AGE OF ENLIGHTENMENT
THE THEORY OF liberty and equality formulated by Rousseau and others was a part of the new “age of reason” of the eighteenth century. It is often referred to as the period of the “enlightenment,” and to many at the time it seemed as if a flood of light had appeared to illuminate all things human with the beams of plain reason. The light shone clear because the darkness of bigotry, the mists of prejudice, and the heavy fog of error and authority were being driven away.

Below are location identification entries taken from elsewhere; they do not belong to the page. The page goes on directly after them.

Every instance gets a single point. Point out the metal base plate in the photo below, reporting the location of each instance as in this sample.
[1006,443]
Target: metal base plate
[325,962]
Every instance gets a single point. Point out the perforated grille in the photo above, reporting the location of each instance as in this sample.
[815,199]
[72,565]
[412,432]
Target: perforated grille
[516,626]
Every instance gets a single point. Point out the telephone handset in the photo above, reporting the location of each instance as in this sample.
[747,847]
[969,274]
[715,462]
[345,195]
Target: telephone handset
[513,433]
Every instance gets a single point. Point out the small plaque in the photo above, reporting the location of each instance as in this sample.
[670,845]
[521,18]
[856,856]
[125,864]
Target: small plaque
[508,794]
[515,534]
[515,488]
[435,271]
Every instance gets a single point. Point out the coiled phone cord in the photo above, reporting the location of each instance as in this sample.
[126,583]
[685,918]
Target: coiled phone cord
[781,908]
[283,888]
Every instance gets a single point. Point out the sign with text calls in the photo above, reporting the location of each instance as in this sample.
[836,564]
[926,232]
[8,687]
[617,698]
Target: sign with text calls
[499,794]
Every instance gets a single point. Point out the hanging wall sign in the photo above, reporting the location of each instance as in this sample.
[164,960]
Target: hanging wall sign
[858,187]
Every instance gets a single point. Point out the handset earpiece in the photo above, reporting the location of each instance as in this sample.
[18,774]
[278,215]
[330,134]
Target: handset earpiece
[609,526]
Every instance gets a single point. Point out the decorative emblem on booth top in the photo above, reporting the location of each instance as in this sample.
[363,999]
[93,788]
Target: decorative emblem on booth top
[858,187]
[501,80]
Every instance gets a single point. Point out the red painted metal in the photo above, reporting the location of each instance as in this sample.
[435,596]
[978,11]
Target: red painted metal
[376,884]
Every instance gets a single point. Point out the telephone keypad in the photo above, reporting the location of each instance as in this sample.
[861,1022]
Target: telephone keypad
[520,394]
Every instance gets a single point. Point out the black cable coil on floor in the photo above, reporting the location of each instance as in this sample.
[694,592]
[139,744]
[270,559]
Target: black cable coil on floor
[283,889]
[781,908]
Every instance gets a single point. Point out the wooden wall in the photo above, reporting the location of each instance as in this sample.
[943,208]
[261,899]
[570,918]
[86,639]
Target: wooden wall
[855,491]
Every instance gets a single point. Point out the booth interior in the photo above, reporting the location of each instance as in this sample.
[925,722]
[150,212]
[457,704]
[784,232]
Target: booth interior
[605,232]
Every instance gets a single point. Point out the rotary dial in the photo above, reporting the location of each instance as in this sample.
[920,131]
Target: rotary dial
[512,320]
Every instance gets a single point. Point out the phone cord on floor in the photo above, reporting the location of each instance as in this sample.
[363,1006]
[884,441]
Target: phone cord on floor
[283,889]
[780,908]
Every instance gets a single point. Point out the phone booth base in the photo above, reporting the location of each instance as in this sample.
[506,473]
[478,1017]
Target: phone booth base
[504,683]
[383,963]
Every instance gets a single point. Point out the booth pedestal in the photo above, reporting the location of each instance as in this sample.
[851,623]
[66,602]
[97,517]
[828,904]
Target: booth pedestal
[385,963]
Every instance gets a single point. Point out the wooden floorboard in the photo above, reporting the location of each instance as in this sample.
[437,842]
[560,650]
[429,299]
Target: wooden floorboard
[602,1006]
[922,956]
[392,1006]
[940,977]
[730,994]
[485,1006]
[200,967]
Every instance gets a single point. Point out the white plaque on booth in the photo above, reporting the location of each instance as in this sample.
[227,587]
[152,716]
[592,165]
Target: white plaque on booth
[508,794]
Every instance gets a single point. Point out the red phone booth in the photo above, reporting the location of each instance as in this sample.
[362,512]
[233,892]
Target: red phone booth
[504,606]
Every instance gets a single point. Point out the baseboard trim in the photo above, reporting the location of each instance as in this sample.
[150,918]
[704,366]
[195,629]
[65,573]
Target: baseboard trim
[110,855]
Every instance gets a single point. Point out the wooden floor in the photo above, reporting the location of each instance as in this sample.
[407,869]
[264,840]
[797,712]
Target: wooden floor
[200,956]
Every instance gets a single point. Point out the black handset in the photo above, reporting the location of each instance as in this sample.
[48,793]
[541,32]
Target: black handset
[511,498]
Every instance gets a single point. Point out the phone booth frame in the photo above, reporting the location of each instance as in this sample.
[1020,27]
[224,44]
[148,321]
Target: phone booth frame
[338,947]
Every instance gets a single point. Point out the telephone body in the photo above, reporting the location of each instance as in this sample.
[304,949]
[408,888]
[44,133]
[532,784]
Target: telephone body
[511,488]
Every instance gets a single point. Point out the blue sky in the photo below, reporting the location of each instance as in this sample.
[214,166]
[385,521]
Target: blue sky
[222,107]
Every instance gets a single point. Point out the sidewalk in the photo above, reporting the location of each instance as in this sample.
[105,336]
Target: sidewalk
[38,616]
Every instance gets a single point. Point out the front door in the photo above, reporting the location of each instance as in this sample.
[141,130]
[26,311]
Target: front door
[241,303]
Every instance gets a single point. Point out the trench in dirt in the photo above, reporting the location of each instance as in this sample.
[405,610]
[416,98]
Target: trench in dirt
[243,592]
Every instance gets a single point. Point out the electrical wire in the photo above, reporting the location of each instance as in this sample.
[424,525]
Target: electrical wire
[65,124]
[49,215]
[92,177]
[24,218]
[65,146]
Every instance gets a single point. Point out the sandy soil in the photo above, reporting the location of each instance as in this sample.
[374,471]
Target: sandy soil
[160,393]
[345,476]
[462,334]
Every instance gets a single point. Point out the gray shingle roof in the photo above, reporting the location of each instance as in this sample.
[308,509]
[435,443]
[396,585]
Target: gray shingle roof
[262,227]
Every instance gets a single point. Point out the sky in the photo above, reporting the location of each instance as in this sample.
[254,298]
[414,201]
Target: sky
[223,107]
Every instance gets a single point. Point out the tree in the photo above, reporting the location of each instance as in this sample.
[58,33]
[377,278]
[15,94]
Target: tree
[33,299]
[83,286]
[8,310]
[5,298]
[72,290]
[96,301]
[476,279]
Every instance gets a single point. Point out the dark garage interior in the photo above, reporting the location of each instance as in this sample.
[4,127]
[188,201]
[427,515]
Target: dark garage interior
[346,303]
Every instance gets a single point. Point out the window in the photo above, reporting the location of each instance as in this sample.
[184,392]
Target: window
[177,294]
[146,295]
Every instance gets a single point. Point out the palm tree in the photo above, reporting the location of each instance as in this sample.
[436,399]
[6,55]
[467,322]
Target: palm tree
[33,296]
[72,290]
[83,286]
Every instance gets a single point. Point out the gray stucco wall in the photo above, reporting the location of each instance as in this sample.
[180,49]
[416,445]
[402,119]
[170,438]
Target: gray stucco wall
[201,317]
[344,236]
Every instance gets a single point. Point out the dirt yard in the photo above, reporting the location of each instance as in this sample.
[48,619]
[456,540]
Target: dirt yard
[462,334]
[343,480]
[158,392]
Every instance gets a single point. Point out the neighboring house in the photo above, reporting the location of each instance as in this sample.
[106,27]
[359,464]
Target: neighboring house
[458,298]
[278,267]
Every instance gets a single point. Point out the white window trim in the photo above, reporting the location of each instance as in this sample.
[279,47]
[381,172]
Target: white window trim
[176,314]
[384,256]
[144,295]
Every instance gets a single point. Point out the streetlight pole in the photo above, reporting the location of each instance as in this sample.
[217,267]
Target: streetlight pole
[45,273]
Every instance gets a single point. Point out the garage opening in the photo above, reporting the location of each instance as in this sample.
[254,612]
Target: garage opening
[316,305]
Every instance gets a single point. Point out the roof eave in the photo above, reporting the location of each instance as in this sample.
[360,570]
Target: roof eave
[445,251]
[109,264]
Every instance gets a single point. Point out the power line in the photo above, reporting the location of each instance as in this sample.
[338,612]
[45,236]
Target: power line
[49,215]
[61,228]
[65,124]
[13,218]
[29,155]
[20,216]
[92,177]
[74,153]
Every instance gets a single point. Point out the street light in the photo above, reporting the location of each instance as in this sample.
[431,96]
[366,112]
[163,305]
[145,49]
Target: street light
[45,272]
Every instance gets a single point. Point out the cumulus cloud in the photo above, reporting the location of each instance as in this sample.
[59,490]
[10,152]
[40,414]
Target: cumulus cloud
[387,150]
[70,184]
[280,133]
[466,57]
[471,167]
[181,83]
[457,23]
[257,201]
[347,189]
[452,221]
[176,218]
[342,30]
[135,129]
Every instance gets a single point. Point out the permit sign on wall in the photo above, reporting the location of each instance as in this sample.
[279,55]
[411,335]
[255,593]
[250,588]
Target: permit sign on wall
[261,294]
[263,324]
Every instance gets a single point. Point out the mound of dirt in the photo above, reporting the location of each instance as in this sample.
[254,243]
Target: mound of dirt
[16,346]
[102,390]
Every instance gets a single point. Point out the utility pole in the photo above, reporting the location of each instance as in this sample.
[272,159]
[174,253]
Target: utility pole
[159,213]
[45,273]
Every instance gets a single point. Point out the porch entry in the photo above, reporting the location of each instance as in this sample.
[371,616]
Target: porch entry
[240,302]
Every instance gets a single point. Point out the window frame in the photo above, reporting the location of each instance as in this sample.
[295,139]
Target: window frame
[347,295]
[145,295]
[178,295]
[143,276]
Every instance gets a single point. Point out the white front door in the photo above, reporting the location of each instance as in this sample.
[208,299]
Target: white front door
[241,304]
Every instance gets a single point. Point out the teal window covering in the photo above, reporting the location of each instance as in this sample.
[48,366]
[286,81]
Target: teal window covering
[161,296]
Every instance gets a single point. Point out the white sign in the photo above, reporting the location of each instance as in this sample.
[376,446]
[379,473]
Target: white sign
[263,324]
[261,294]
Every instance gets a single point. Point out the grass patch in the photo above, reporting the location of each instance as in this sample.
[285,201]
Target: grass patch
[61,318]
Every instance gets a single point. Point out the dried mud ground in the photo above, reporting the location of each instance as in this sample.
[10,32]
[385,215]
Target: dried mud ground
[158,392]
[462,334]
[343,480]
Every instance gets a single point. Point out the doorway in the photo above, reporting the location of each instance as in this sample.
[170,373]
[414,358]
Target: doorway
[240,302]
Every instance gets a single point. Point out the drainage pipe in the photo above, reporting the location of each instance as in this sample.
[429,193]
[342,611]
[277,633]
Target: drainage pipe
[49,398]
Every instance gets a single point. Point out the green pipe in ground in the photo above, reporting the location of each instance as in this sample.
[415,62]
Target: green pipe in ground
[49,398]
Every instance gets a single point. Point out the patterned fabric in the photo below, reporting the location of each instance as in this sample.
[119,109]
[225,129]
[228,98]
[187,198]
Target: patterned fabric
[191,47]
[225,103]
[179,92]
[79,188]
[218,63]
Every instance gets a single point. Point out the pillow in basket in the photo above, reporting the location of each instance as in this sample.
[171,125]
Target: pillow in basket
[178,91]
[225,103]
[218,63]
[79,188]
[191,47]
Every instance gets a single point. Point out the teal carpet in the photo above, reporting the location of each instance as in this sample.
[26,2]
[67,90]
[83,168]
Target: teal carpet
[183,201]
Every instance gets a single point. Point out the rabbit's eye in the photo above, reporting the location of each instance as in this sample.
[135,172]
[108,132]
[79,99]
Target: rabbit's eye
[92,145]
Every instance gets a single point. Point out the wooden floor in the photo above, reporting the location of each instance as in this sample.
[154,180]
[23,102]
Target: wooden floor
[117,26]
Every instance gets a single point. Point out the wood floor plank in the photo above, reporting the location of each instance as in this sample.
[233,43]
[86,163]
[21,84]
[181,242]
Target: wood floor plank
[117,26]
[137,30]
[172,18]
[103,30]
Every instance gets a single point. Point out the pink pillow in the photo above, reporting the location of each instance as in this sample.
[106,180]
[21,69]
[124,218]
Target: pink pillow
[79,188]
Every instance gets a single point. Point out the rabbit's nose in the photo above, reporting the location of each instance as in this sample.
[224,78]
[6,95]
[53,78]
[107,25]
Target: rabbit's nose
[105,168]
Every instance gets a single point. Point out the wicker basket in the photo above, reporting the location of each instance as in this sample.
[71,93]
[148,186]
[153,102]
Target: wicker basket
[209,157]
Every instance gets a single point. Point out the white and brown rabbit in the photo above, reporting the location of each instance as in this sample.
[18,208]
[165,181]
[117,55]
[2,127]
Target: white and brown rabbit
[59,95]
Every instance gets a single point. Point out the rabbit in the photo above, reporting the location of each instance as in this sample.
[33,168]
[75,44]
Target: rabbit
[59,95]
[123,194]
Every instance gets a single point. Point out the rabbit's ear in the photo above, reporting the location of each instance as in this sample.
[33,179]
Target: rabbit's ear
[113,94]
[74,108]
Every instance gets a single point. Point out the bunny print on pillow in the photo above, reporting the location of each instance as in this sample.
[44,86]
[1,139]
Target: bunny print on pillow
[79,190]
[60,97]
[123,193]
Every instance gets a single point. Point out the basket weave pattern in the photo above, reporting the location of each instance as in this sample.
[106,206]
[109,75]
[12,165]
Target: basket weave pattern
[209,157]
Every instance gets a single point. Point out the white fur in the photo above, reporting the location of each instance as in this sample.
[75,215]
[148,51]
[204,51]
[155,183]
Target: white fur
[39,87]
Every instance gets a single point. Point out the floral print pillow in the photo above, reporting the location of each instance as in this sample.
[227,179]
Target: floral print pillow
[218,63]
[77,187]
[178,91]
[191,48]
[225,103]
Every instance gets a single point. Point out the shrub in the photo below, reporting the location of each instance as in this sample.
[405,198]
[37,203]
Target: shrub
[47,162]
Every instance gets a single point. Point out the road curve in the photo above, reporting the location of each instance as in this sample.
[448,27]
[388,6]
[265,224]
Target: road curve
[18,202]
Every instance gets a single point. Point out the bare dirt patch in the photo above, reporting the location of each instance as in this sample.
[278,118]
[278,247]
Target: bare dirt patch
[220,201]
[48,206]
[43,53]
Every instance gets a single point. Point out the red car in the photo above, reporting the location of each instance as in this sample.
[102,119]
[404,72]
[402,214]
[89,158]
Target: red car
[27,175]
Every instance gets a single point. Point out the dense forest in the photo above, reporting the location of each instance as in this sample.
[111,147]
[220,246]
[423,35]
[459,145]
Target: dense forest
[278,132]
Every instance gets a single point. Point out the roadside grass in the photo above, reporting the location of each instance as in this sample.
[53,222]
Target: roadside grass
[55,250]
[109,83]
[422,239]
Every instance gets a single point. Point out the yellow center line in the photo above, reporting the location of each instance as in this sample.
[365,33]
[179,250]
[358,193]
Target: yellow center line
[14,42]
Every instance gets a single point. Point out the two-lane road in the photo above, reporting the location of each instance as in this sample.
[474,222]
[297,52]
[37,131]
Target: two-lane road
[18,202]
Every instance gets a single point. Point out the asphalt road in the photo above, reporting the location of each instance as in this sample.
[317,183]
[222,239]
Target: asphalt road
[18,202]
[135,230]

Many of us still feel that this is largely true. Theorists tell us that we cannot judge things in a general and abstract way, as the enthusiasts of the enlightenment were apt to do. We must take each case as we find it. Every country and every epoch, they tell us, has its peculiar circumstances, not only of physical surroundings but of institutions which have come down as a part of its history. Social inequalities and hereditary privileges, monarchies and all that went with them, established churches with powers and privileges ... all these things we must accept as we find them as part of a “going concern,” or what the biologists call “an organic life.” We may alter them gradually and helpfully, but always and only at a certain pace, for fear that alteration will spell destruction. We cannot, it is argued, set up one single code of law, one simple framework of rights that will apply to all people in all places. Such things as “slavery” may be proper and even indispensable in certain stages of society. The hereditary rights of the few may aid the salvation of all, and an established church, by its very wealth and power, may be able to maintain offices of piety and pity, to succour the poor, to encourage learning and to do such things as in a rude and cruel age would otherwise pass undone. This view of society is commonly called a historical or relative view. The more some people think of it, the more they find it true, the wider they find its application. The more other people think of it the worse they hate it. It would always seem as if there were here a general division of human minds into two classes. It would appear to justify the jest of the Gilbert and Sullivan opera that “every boy and every gal that’s born into this world alive is either a little Liberal or else a little Conservative.” Most of all have the historical theorists attacked Rousseau’s doctrine of liberty under a social contract. It has indeed long since been declared “exploded,” a favourite process of theorists who fail to drive a thing away by argument. It is of course ridiculous to say that men enter society by a “contract” since we are all born into it without choice. Indeed we have little meaning, singly, without our fellowmen; speech needs ears to hear it; a child implies a parent. Our thought, our very merriment, are things we share with others. Laughter is the happiest of all human emotions, but only a Scotsman cares to have a joke all to himself.
Yet the more utterly we cast out the social contract doctrine, the more it insists on coming back, or at least making its appeal. It is like the Arkansas mule that refuses to die. The truth is that there lies at the basis of the social contract doctrine an insistence on individual rights which is worth keeping if only as a metaphor.